Mısır’da ordu bir yandan katliamlara devam ediyor diğer yandan subaylardan oluşan 25 yeni vali atadı. Darbeciler Hüsnü’yle kaybettikleri Nasır Rejimini hızla kurmaya çalışıyorlar. Mısır zaten yıllarca sıkıyönetimle yaşadı. Darbeye ve katliama sesini çıkarmayanlar sıkı yönetime mi karışacak.
General Sisi’den yeni bir Nasır figürü üretilecek. Bu plan bölge için çok önemli. Zaten Mısır’da demokrasiye inanmayan gruplar var. Bunlar,İhvana “biz size demedik mi demek için” darbecilerin yanında duruyorlar. Başka bir plan ise İhvanı, Seyit Kutup döneminde olduğu gibi yer altına çekerek Terörist damgası vurmaya çalışacaklar.
Rusya, Suriye’de Esat’a destek veriyor.. Mısır’da darbe için ne dediğini duyan  var mı? Rusya bölgede Profilini oldukça yükseltti.
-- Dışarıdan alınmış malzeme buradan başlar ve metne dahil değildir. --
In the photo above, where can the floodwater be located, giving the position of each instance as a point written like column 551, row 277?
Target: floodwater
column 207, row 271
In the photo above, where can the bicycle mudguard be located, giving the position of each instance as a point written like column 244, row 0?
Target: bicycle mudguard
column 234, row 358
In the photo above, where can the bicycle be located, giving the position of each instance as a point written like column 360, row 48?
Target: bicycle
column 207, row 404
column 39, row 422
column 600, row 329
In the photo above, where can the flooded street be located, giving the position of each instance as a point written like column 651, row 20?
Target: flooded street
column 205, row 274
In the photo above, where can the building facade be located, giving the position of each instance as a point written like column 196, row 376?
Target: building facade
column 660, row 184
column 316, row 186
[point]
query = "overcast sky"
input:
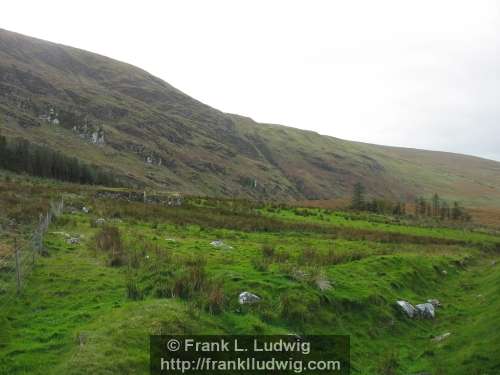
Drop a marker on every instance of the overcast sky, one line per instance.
(422, 74)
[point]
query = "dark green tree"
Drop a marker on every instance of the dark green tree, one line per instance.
(358, 197)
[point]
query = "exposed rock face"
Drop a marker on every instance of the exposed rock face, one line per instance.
(426, 310)
(247, 298)
(407, 308)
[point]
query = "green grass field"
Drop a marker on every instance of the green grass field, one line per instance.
(88, 310)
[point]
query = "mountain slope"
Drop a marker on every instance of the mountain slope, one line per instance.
(120, 117)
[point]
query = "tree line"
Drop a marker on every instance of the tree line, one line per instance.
(21, 156)
(435, 207)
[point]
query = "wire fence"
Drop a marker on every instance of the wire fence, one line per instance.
(16, 267)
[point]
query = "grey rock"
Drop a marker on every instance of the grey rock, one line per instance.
(407, 308)
(426, 310)
(220, 244)
(100, 221)
(73, 241)
(441, 337)
(247, 298)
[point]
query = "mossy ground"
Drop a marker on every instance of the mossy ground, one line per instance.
(75, 317)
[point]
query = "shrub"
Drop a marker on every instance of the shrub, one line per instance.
(309, 255)
(267, 251)
(215, 298)
(293, 308)
(133, 290)
(389, 364)
(261, 265)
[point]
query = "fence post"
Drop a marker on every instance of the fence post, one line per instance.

Gerçekçi olalım. hayaller kursak da evdeki hesap bazen çarşıya uymaz. Ben Türkiye’nin sert demeçleri yumuşatarak bir yolla bu işe müdahil olmasını düşünenlerdenim. Mısır halkına, Demokrasiye, İhvana ve Mursi’ye destek yolu bulunur. Ayrıca Türkiye bölgede denklem dışında kalmamalı.

“Bir şeyin hepsi ele geçmezse hepsini de elden bırakmamalı” sözü meşhurdur.